Saturday, July 12, 2008


That's a mean median

I was struck by something in the lede of a recent NY Times article, headlined “Minimum Wage Increases Faster Than Median Wage”:

In the last few years, the minimum wage in New York State has increased almost 40 percent, while the average pay for hourly workers has risen much more slowly, not even keeping pace with inflation, according to a report released Thursday by the federal Department of Labor.

The median wage paid to the 4.1 million hourly workers in the state was $12.03 last year, meaning that more than two million New Yorkers earned less than that, the report from the Bureau of Labor Statistics showed. That was about equal to the median national hourly wage of $11.95 — about $25,000 a year for a 40-hour work week.

The headline and the rest of the article say “median”, but the lede says “average”.

Another word for “average” is “mean”, and they are not the same as “median”. To get the average, you sum all the values and divide by the number of values. To get the median, you list all the values in ascending order, and take the middle one. One major difference is that a few very high (or very low) values will skew the average (mean), but will not affect the median. Reports on house values and salaries usually use the median for that reason.

To take an extreme example, suppose the values are these:

1, 1, 2, 2, 2, 2, 690

The median value is 2, in bold, (the one in the middle of the list of seven items), but the average is 100 (the list sums to 700, then divide by 7). So if those represent salary levels (say, take-home pay in thousands of dollars a month), it’s clear that the median gives a better view of the real situation than the average does.

Of course, it’s possible for the median to produce a strange result too. Another extreme example:

1, 1, 2, 3, 100, 800, 893, 900, 900

Here, the median value is 100 and the average is 400. In this case, both give a rather weird view of the data, but the average is probably more meaningful than the median, if either can be said to have much meaning at all. (And that’s why there are things in statistics like deviation and skew.)

But people often don’t understand the difference between the two terms, and incorrectly use them interchangeably. And for most people, it doesn’t matter: they get the idea, and don’t care about the statistical details.

The New York Times should get it right, though.

[I did point this out to the reporter, who told me that he knows the difference, and that the error in the lede was introduced by an editor, who changed it before it went up.]


Dale said...

This is always a good clarification to make -- depending on the data, sometimes average tells us something interesting, sometimes median tells us something interesting, and sometimes minimum and maximum tell us something. And so on.

There's a lot of game-playing with "averages" in economics reporting. Think of what happens to the "average" wealth at a dinner party when Bill Gates shows up!

J.D. Fisher said...

The median can be described (or referred to) as an average.

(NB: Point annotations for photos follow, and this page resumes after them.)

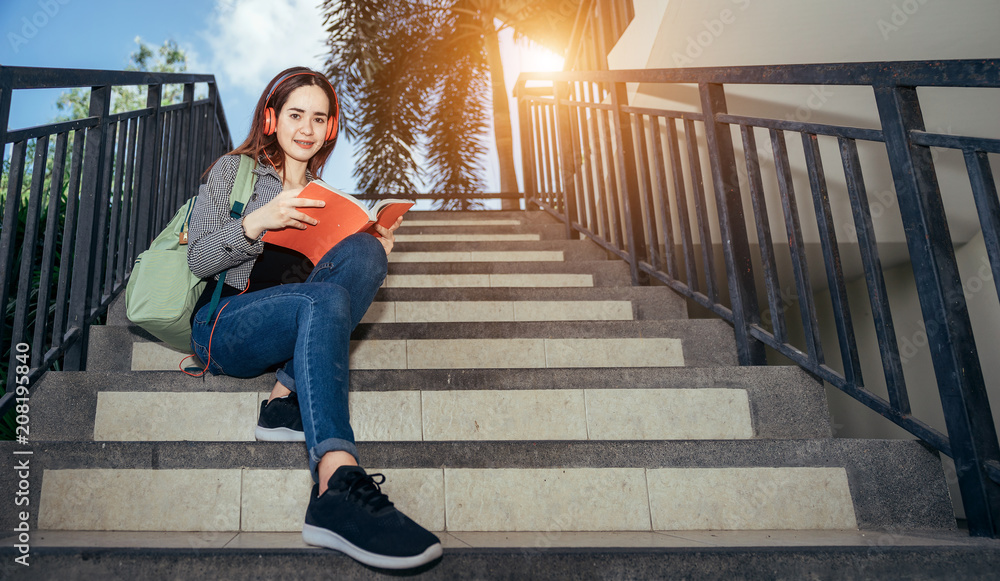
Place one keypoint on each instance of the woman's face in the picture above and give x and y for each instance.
(302, 122)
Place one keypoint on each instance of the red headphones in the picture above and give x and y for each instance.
(271, 118)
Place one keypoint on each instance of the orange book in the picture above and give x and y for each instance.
(342, 216)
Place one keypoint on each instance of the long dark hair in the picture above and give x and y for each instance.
(257, 145)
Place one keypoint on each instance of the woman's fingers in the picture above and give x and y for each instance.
(387, 238)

You're right, obviously, that "mean" is not the same as "median," but both can be described using the term "average."

Efrique said...

While a median can be called an average, if someone says average, they almost universaly mean the arithmetic mean. If I say "what's the average?", that's what people will almost universally think I am asking for.

As an example, while one might expect "mean()" to give the mean in Excel, it is in fact given by "average()" (I keep typing mean(), which is more often what works in statistics packages).

On the other hand, "mean" can mean all manner of different things - not just the arithmetic mean - there are geometric means, harmonic means and various other forms of generalized means...